Delayed Luminescence Spectroscopy of Organic Photo.. (DELUMOPV)
Delayed Luminescence Spectroscopy of Organic Photovoltaic Systems
Start date: May 16, 2012,
End date: May 15, 2014
"This project aims to accomplish an understanding of the processes that currently limit the power conversion efficiency of solution-processed organic photovoltaic (OPV) devices, by identifying the factors that are responsible for the losses in device photocurrent generation. In particular, attention will be given to the origin of the photocurrent generation losses in OPV devices that take place due to the recombination of free charge carriers, prior to charge collection at the device electrodes. For the realization of the study a new set of non-fullerene based perfluorinated materials will be used as electron-acceptors and commercially available polymeric matrices such as poly(fluorene)-copolymers and poly(thiophene)s will be used as electron-donors.
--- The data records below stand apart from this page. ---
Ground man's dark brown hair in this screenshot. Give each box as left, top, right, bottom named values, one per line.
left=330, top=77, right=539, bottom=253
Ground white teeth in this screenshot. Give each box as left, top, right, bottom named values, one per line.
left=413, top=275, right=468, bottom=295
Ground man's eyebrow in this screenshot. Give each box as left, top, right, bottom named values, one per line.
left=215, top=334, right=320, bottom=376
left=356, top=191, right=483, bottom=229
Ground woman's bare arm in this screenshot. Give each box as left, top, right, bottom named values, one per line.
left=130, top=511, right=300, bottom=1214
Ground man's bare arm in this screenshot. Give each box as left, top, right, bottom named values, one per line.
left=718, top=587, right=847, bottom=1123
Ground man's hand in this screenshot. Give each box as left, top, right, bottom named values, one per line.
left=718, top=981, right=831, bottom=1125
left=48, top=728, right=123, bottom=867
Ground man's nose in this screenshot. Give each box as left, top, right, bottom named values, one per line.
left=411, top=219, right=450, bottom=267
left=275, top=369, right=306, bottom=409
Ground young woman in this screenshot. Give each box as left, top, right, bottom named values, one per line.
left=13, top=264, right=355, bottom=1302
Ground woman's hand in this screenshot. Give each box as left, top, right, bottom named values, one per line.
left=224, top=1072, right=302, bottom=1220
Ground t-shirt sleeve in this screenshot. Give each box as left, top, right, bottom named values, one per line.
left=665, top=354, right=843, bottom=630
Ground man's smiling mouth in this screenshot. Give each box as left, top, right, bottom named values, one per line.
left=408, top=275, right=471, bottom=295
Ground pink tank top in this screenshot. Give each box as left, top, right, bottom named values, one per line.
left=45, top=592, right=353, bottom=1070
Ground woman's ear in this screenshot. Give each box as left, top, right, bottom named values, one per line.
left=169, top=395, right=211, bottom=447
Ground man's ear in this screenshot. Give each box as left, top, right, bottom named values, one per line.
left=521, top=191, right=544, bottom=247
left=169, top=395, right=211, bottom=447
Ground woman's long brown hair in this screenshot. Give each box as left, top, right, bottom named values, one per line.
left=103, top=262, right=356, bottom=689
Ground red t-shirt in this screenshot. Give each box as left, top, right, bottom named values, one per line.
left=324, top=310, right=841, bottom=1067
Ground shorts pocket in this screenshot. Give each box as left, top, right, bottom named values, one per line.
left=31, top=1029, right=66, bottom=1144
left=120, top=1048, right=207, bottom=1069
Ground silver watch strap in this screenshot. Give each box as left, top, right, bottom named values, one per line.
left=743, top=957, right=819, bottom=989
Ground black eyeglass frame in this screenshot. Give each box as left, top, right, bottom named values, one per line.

Free carrier recombination in the fabricated OPV layers and in their devices will be monitored by the detection of delayed luminescence in the μs – ms time scales, as a function of the photoactive layer morphology. The resulting luminescence dynamics will be then correlated to the photocurrent generation efficiency of the corresponding OPV devices and to the charge transport capabilities of the OPV layers. The project aims to deliver a new insight on the nature and the dynamics of charge transfer excited states that survive at delayed times after photoexcitation (delxplexes) in photoactive donor/acceptor composites. Throughout the project the photophysical and electrical characterization of next generation electron-acceptor materials will be realized and this will contribute in the progress of the OPV research field. The significance of the proposed project stems from the high potential of organic semiconductors to produce inexpensive and efficient photovoltaic systems. The project will mutually benefit the applicant and the Host Institution by supporting a smooth exchange of knowledge, by integrating their different expertise on the field of organic semiconductors and by accelerating the applicant's research career."